CitiBank used to send me spam about credit cards (I used to own one a few years ago). The opt-out link led to a page where I must fill out an elaborate form with the CC number and address and whatnot to unsubscribe from spam I never asked for in the first place :(


Are you sure that wasn't a phishing attempt?


I did verify that, and yes it was scary in the beginning. When I asked customer care, I was told that is how it is :/


Hasn't "growth hacking" always meant shady shit? "Hacking" has just been a word to give cachet to otherwise less-appealing shit for like a decade now.

Just do the responsible thing, and contact the abuse department of the sender company, and the "mass mailing" service they use. There is spam coming from their systems, they should be made aware of it.


Did you know that most of the sign-ups credit card companies receive come through snail mail?
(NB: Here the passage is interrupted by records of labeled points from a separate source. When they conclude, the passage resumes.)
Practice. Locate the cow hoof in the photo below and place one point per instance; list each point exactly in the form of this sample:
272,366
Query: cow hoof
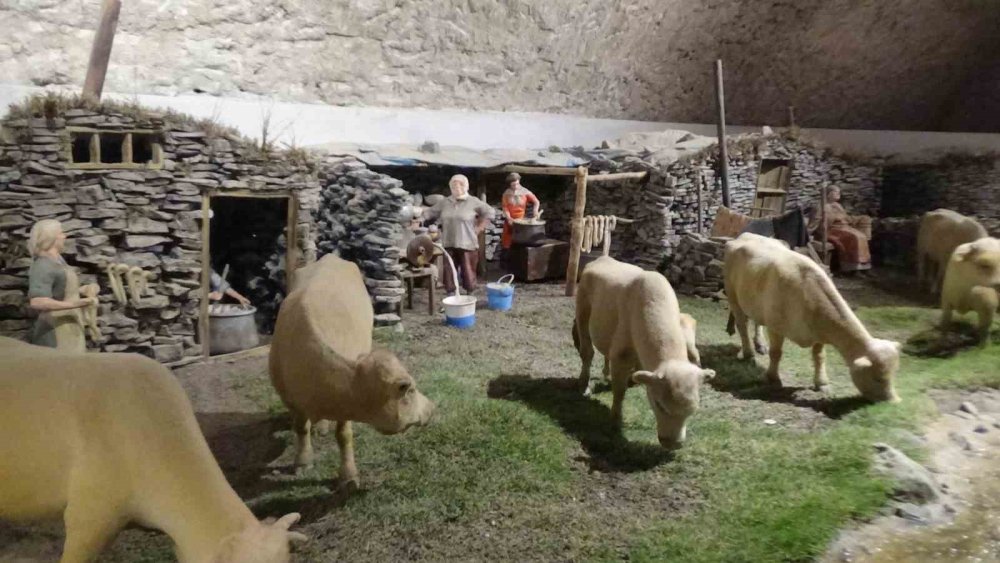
347,486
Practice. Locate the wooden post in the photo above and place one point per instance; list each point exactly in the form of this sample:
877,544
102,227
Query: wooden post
481,194
100,51
822,222
701,219
720,105
577,238
206,274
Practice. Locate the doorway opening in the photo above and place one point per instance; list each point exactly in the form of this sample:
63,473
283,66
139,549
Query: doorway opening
247,248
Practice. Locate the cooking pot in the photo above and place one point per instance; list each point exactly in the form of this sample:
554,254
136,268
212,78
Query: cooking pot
528,232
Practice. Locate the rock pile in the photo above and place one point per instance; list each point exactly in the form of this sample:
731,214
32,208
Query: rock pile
140,215
696,265
359,219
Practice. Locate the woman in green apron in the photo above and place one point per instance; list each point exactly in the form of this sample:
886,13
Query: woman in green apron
54,291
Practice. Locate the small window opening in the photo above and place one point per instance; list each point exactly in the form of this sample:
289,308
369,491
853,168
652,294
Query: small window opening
142,148
81,147
112,148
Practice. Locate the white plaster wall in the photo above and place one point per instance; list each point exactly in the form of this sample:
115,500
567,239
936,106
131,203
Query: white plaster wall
312,124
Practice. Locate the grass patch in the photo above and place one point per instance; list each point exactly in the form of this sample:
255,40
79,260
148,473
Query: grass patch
517,465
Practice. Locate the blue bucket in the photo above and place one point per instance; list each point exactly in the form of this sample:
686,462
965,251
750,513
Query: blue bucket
500,294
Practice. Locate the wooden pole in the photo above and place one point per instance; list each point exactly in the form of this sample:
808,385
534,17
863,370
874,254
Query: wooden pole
700,210
100,51
822,222
577,237
720,105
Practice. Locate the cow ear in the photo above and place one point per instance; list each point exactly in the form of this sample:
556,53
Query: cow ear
645,377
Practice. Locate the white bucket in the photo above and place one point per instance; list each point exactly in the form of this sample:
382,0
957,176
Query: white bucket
460,310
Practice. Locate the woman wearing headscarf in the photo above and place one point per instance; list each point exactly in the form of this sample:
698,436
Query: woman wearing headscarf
463,217
515,206
53,291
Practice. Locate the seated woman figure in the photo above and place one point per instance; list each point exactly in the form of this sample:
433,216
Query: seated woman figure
849,234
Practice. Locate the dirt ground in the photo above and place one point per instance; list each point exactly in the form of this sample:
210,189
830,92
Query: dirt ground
523,357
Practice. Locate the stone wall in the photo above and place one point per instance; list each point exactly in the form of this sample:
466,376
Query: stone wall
140,217
967,184
358,219
868,67
665,204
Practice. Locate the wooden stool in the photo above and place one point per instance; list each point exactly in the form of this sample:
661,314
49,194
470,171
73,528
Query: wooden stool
409,276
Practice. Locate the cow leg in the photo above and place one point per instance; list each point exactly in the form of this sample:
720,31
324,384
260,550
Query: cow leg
820,381
758,339
586,349
91,524
303,442
777,343
746,352
348,470
621,375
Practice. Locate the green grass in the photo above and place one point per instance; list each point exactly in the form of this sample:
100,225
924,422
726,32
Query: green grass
517,465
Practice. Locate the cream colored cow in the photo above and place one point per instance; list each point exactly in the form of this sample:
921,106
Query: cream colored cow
795,299
941,231
108,439
632,317
324,368
971,283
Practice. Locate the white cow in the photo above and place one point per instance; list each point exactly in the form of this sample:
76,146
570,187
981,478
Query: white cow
632,317
108,439
795,299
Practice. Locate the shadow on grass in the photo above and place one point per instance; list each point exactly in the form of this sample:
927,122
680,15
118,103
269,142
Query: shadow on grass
584,418
936,342
746,380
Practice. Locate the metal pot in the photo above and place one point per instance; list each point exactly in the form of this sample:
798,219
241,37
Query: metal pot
231,329
528,233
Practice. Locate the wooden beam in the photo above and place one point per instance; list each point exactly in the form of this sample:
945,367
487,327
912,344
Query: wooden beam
206,274
100,51
720,104
577,237
544,170
617,176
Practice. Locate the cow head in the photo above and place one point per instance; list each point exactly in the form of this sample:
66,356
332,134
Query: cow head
389,394
873,372
672,391
978,262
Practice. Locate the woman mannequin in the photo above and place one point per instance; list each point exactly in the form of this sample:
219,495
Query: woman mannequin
463,217
54,291
515,206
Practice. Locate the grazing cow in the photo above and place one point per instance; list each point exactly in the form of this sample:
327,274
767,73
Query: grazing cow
632,317
108,439
795,299
324,368
971,283
941,231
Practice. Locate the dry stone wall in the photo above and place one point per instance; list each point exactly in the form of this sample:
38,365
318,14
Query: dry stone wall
140,217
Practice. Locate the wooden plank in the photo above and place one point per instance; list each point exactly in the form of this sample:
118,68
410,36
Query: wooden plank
291,242
544,170
100,51
616,177
577,237
206,273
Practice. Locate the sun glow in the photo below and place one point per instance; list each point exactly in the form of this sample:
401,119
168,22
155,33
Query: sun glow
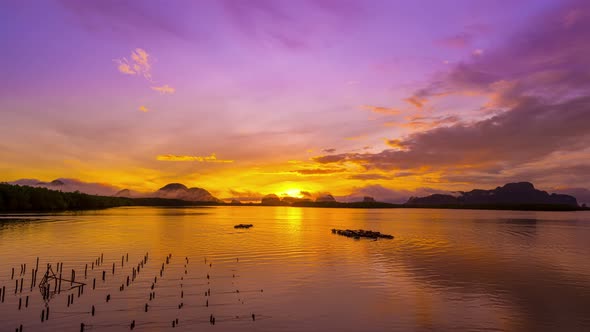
294,193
As long as email continues to be the primary communication medium of the internet, companies will spam people through it. It takes exactly zero effort to set up Mailchimp and run a 50K email campaign. Everyone reads email. If the subject is curious enough, people will read it.


Except if you do that you won't get very far. At least with MailChimp, which does a lot of policing. You'd be luck to get a few thousand emails out before their spam filters pause your campaign.


I think automated/transactional emails falls in this category as well. Seems like all startups are firing several Intercom messages at new users these days. I especially don't like how they come of as personal messages, whilst in reality they are robots with a human avatar.


Let's just stop applying the term "hack[er|ing]" to marketing, please.